“The good Bishop of Salisbury has had a plentiful Share in this sort of Treatment: And now at last, some or other has presum’d to burlesque his Lordship in printing a Speech for him, which none that knows his Lordship can believe ever came from him.
“But because it may go down with others who are too apt to take Slander upon trust, and that his Lordship has already been pelted with several Answers to his Speech, I have presum’d to offer the following Considerations, to clear his Lordship from the Suspicion of having vented (in such an august Assembly) those crude and undigested Matters which are set forth in that Speech, and which so highly reflect on his Lordship’s self.”
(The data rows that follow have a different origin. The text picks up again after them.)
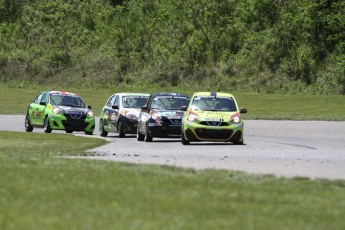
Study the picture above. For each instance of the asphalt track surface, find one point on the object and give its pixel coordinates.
(311, 149)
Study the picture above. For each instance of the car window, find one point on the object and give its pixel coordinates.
(45, 97)
(170, 102)
(38, 98)
(117, 101)
(66, 100)
(134, 101)
(214, 103)
(110, 102)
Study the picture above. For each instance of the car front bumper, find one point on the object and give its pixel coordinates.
(60, 122)
(164, 130)
(196, 132)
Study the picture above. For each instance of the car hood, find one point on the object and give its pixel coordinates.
(168, 113)
(134, 111)
(214, 115)
(71, 109)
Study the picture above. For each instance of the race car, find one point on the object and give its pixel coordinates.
(58, 110)
(120, 113)
(212, 116)
(161, 116)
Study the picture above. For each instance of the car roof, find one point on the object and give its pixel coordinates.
(168, 94)
(64, 93)
(222, 94)
(132, 94)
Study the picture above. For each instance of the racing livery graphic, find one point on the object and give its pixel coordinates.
(57, 110)
(212, 116)
(161, 116)
(120, 113)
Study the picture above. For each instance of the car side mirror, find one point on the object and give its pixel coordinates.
(243, 110)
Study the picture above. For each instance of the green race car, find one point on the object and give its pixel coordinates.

He has taken the same Method of Irony to attack the said Bishop for his Speech on the Trial of Sacheverel, and for a Sermon, under this Title, “The Good Old Cause, or Lying in Truth; being a Second Defence of the Lord Bishop of Sarum from a Second Speech, and also the Dissection of a Sermon it is said his Lordship preach’d in the Cathedral Church of Salisbury.” And this Pamphlet, which is also a continued Banter, begins thus.
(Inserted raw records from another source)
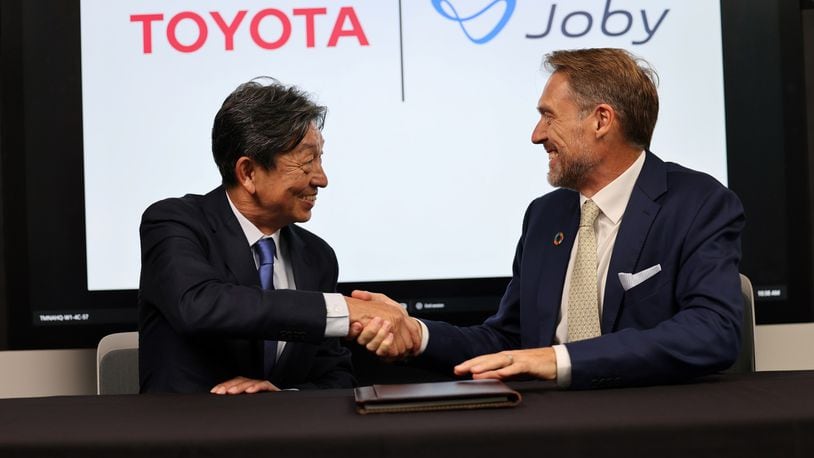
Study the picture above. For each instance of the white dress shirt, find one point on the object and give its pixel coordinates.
(612, 201)
(338, 318)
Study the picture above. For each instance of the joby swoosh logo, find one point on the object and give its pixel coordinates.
(447, 9)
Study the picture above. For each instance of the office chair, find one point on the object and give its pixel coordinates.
(746, 358)
(117, 364)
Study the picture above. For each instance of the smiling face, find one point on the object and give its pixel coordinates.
(565, 133)
(287, 192)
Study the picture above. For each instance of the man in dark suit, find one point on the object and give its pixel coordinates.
(234, 297)
(628, 274)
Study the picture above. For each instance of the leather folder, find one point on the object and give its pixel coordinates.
(416, 397)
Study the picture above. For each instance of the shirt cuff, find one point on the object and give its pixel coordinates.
(563, 366)
(337, 318)
(425, 336)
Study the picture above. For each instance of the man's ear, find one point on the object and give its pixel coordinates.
(604, 117)
(245, 172)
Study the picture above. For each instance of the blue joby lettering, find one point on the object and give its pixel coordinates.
(571, 29)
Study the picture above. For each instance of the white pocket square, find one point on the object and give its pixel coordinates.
(631, 280)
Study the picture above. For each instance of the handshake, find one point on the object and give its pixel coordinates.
(381, 325)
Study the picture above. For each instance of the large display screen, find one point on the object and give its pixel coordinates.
(431, 104)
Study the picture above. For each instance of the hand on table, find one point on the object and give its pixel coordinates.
(537, 362)
(240, 385)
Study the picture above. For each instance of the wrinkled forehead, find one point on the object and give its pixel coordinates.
(557, 92)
“No Man has more deserv’d than this good Bishop, and no Man has been more persecuted by various Ways and Means than his Lordship, even to mobbing! But the ugliest and most malicious of all these Arts, is that of putting false Things upon him; to write scandalous, seditious, and senseless Papers, and to affix his Lordship’s Name! I was forc’d some Years ago to vindicate his Lordship’s Reputation from one of this sort: That Speech had a Bookseller’s Name to it of good figure, and look’d something like; but this Speech (said likewise to be spoken in the House of Lords) has no body to own it, and has all the Marks of Grub. But the nasty Phiz is nothing to the inside. That discovers the Man; the Heart is false.”
This same Author has thought fit to attack Mr. Hoadley (since a Bishop) in the way of Banter: His Best Answer ever was made, and to which no Answer will ever be made, is by his own Confession a Farce; when he says in his Preface, “If you ask why I treat this Subject by way of farce, and shew a little Merriment sometimes? it was because the Foundation you stand upon is not only false but ridiculous, and ought to be treated with the utmost Contempt.”
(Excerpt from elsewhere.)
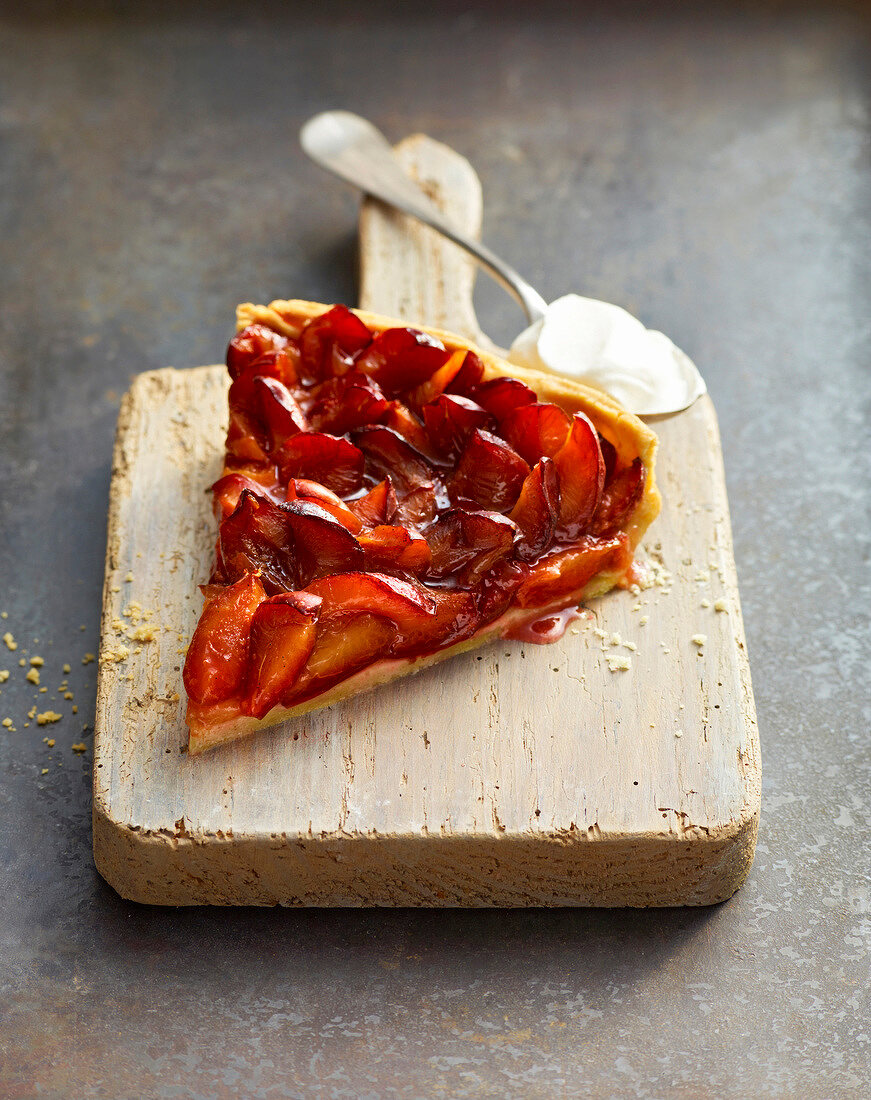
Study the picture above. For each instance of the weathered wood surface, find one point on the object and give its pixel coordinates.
(516, 776)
Again, in his “Finishing Stroke, in defence of his Rehearsals, Best Answer, and Best of all,” he gives us (p. 125.) what he calls, “A Battle-Royal between three Cocks of the Game, Higden, Hoadley, and a Hottentot;” which in the Contents he calls A Farce, and to which he joins both a Prologue and Epilogue, and divers other Particulars, all taken from the Play-house.
The Reverend Mr. Matthias Earbery sets up for a great Satirist and Drole upon the swearing and Low-Church Clergy, in numerous Pamphlets of late, more particularly in his “Serious Admonition to Dr. Kennet: To which is added, a short but complete Answer to Mr. Marshal’s late Treatise called, A Defence of our Constitution in Church and State; and a Parallel is drawn between him and Dr. Kennet, for the Satisfaction of the unprejudic’d Reader.”
He has a bantering Argument [115] to shew, that, “If in future Ages Mr. Marshal’s Book should escape the just Judgment it deserves, of being condemn’d to the Pastry-Cooks and Grocers, an industrious Chronologist might make an Observation to prove him too young to write it.”
The Parallel is in Pag. 126, which being very gross Raillery, I only refer you to it.
This Mr. Earbery also wrote a Letter to Bishop Fleetwood, under the Title of “A Letter to the Bishop of Ely, upon the Occasion of his suppos’d late Charge, said to be deliver’d at Cambridge August 7, 1716, &c.” in which he pursues the Ironical Scheme laid down in the said Title, and endeavours to vindicate his Lordship from the Aspersion of writing such a mean Pamphlet, as the Charge.